To monitor kinetics of viral dissemination, explants were gathered at different time points postinoculation (p.i.1). After collection, samples were carefully embedded in methocel® (Fluka) and frozen at -70°C. Cryosections were made, fixed in methanol (-20°C, 100%), and kept at -20°C until staining. For the evaluation of penetration through the BM, the BM in BoHV-1 infected explants was stained. Mouse anti collagen VII antibodies (Sigma), directed against anchoring fibrils residing in the BM, and goat anti-mouse Texas Red® antibodies (Molecular Probes) were used in a first step to mark the BM barrier. Secondly, a FITC®-labeled goat anti-IBR polyclonal antiserum (VMRD) staining was performed to visualize viral proteins. Mounted samples were analyzed using a confocal microscope (Leica TCS SP2 confocal microscope). Thereafter, plaque latitude and invasion depth (distance underneath the BM) were evaluated using the line-tool function of the software program ImageJ. Finally, at 24 and 48h p.i., the average number of plaques was measured in the entire evaluated surface of explants derived from either septum, conchae, or trachea.

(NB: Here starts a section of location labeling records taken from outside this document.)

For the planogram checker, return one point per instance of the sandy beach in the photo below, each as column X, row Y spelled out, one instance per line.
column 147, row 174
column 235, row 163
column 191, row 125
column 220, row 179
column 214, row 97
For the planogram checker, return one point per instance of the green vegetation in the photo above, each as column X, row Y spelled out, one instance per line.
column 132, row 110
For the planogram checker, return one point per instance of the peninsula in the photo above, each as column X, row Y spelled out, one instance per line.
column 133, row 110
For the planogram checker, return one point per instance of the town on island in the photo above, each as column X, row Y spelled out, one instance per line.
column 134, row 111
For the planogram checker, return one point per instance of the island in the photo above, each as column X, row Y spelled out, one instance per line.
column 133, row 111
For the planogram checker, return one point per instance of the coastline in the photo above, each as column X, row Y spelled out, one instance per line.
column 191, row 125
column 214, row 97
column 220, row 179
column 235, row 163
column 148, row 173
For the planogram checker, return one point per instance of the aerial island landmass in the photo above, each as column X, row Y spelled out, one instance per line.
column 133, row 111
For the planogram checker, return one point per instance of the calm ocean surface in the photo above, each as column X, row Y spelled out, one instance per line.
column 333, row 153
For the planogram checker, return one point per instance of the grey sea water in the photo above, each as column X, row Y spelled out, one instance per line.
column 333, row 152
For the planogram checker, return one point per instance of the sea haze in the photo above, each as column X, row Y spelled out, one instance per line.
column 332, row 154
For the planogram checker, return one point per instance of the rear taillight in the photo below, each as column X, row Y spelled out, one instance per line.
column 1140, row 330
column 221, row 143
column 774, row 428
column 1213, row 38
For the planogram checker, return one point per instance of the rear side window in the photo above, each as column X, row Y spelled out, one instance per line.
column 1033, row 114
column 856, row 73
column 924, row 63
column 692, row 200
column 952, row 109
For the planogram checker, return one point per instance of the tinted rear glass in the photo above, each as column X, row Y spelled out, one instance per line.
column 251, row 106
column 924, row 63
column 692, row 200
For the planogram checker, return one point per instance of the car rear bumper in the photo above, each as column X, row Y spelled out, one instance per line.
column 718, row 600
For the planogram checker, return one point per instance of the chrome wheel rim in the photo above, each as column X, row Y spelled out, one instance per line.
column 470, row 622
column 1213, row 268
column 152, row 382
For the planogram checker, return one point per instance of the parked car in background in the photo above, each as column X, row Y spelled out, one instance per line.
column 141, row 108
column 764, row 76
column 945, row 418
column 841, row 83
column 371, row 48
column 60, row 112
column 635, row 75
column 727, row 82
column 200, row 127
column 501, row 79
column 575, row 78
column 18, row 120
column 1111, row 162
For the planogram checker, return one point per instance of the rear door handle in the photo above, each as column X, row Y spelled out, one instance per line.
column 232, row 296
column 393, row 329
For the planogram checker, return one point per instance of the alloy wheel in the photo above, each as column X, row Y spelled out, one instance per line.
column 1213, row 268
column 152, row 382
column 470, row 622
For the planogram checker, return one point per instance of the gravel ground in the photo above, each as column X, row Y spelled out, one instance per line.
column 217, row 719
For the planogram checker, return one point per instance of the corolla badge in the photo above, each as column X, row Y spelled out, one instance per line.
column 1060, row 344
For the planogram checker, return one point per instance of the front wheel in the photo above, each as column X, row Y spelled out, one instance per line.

Analysis of variance was performed on the obtained data using SPSS software (ANOVA). The results represent means + standard deviation of triplicate and quadruple independent experiments of respectively morphometric/viability analysis and analysis of viral dissemination. Data with P values of ≤ 0.05 were considered significant.
The cilia covering the respiratory epithelium kept on beating during the entire period of in vitro culture (up to 96h, the end of the experiment).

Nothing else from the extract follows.